Dear Tim Cook: Be a Decent Human Being and Delete this Revolting Apple Ad | MZS – Roger Ebert


The tonal opposite of the company’s most famous ad, it shows a stack of creative tools and imaginative objects being crushed in a giant metal press. 

Sonny and Cher sing “All I ever need is you” as the device destroys some of the most beautiful objects a creative person could ever hope to have, or see: a trumpet, camera lenses, an upright piano, paints, a metronome, a clay maquette, a wooden anatomical reference model, vinyl albums, a framed photo, and most disturbingly (because they suggest destructive violence against children’s toys, and against the child in all of us) a ceramic Angry Birds figure and a stack of rubber emoji balls. 

You’ve heard the phrase “They said the quiet part out loud”, right? Well, that’s what this ad is doing. 

And it’s not just speaking in room tones. It’s practically crowing its happiness at the destruction of artists, their tools, and their process.  

Look at how the wooden figurine bends beneath the weight of the press, and how the paint cans explode and spray their contents against the lens like blood in a graphic horror film. Look at the grotesque way the destruction of the musical instruments and camera lenses are fetishized, metal buckling, glass shattering. They even made sure to put one of the emoji toys right on the edge of the press so that when the pressure bears down on it, we see its eyes bulge and then pop out. This ad doesn’t just show destruction. It delights in it. 

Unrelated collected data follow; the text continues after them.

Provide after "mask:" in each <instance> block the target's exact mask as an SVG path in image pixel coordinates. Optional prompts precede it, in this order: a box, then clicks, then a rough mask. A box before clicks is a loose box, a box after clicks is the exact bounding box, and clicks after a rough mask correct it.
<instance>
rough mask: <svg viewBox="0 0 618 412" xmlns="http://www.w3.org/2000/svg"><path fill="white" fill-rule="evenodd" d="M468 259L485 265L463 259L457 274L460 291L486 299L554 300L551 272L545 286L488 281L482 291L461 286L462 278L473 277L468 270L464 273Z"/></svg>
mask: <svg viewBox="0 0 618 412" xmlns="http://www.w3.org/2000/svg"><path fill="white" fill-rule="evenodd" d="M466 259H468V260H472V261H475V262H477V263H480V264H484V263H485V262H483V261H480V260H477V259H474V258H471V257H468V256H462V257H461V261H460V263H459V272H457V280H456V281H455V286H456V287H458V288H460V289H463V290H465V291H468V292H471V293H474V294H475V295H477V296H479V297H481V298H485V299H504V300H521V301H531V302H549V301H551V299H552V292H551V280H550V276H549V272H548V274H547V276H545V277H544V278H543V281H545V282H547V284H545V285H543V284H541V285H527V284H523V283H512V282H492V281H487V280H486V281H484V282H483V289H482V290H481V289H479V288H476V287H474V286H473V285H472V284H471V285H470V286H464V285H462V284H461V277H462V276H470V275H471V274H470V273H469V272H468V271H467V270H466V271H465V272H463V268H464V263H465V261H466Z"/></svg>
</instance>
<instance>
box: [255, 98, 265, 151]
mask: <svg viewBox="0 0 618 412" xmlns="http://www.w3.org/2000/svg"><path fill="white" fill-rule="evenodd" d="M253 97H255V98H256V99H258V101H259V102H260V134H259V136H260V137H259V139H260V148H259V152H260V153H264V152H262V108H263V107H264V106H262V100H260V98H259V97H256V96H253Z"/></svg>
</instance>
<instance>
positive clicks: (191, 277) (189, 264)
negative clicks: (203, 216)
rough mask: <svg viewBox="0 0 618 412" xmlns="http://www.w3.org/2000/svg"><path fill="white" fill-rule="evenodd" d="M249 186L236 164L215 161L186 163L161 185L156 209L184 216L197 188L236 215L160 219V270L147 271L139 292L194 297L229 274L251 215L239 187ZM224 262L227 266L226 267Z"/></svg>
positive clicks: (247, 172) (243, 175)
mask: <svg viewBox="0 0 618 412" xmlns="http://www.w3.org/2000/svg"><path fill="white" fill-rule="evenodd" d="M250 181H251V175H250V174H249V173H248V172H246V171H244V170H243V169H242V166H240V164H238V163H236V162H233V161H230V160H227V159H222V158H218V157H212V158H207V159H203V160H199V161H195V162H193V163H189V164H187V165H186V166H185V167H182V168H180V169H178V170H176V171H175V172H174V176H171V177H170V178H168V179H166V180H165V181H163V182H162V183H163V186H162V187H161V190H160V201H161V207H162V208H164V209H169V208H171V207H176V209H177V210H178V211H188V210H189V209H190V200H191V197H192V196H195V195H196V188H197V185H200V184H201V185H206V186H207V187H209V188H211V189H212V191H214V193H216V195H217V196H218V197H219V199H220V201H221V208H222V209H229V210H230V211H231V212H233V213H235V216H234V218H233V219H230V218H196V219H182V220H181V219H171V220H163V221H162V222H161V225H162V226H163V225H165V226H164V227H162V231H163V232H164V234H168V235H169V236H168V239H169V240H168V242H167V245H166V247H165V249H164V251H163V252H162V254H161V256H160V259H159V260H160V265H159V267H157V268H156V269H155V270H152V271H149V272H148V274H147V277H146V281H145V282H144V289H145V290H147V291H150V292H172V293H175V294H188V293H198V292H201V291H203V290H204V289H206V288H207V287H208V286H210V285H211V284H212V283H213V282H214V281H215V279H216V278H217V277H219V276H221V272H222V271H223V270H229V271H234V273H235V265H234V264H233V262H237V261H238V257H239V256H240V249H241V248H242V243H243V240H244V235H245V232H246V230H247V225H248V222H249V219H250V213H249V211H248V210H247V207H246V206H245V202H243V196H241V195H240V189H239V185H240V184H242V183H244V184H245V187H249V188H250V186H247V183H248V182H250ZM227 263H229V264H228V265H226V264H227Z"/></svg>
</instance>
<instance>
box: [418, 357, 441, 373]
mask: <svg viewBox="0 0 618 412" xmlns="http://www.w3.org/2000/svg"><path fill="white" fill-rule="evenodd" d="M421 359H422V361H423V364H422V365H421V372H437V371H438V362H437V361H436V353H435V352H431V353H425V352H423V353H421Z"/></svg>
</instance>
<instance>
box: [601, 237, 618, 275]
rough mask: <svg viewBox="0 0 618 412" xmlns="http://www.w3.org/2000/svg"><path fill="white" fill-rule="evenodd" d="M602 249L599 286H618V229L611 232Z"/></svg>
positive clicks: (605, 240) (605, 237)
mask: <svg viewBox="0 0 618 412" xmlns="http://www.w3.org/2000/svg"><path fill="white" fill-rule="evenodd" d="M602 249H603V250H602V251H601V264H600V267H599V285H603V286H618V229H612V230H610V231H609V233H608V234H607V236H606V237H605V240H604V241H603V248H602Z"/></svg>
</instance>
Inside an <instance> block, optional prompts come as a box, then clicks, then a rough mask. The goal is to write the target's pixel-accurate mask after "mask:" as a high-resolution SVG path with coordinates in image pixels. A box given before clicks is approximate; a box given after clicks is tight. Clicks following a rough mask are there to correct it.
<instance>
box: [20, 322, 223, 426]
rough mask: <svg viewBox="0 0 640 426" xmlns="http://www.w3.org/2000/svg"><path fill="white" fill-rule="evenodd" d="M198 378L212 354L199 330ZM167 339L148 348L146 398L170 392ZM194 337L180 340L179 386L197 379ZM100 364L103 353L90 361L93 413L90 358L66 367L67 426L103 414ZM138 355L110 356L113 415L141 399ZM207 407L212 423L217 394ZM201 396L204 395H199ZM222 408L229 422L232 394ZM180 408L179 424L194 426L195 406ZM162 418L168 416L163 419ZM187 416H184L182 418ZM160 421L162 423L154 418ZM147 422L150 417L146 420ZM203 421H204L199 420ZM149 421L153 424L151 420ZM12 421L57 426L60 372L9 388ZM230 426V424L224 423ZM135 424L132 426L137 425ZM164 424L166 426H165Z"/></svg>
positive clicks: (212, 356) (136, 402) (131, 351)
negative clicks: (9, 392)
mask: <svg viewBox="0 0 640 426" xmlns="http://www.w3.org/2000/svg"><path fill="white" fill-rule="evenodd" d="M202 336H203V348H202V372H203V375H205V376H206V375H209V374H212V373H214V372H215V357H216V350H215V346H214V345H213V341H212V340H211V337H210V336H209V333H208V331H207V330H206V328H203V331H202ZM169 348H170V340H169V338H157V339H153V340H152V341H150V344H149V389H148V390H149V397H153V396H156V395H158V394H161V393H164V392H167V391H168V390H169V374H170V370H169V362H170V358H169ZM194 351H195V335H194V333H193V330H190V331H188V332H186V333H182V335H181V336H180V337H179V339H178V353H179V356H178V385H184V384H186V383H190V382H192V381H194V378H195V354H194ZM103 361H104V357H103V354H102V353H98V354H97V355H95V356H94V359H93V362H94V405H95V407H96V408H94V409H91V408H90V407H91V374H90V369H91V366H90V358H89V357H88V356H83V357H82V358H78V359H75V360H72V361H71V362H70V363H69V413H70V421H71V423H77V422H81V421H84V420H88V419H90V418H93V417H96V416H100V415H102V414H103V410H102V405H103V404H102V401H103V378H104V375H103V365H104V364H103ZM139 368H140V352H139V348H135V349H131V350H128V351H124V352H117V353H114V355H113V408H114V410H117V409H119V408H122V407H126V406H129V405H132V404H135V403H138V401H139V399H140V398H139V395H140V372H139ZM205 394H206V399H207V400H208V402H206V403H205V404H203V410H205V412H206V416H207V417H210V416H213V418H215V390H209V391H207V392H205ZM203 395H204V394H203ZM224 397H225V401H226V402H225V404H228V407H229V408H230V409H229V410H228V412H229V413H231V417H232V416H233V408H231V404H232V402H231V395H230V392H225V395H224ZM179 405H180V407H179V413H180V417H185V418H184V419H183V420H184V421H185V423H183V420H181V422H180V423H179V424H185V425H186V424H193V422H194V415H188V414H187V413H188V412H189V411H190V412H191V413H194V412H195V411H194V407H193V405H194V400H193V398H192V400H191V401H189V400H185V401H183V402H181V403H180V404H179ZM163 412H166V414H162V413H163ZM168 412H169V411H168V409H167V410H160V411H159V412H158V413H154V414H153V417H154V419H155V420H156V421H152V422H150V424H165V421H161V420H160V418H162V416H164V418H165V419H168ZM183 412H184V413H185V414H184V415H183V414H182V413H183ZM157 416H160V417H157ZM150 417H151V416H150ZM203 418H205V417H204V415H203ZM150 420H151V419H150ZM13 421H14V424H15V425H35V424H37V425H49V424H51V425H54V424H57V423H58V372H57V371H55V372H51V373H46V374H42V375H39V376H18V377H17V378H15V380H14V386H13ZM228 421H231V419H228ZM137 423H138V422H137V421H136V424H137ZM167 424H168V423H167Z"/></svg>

When the press has stopped crushing things, the music cuts out and is replaced by eerie silence. This is a technique that movies use to summon audience unease after a character has been violently killed. 

Then the press raises to reveal a thin computer pad that (one supposes) replaces all of the items that we just saw being destroyed. All we ever need, or something like that.

You can tell yourself that the items on that metal press are “only stuff “and that their eradication doesn’t mean anything. But if you do, it means you’ve never had a violent person destroy something you loved as a way of telling you “You’re next,” which in turn means you are a person who lacks imaginative empathy and should’ve kept quiet.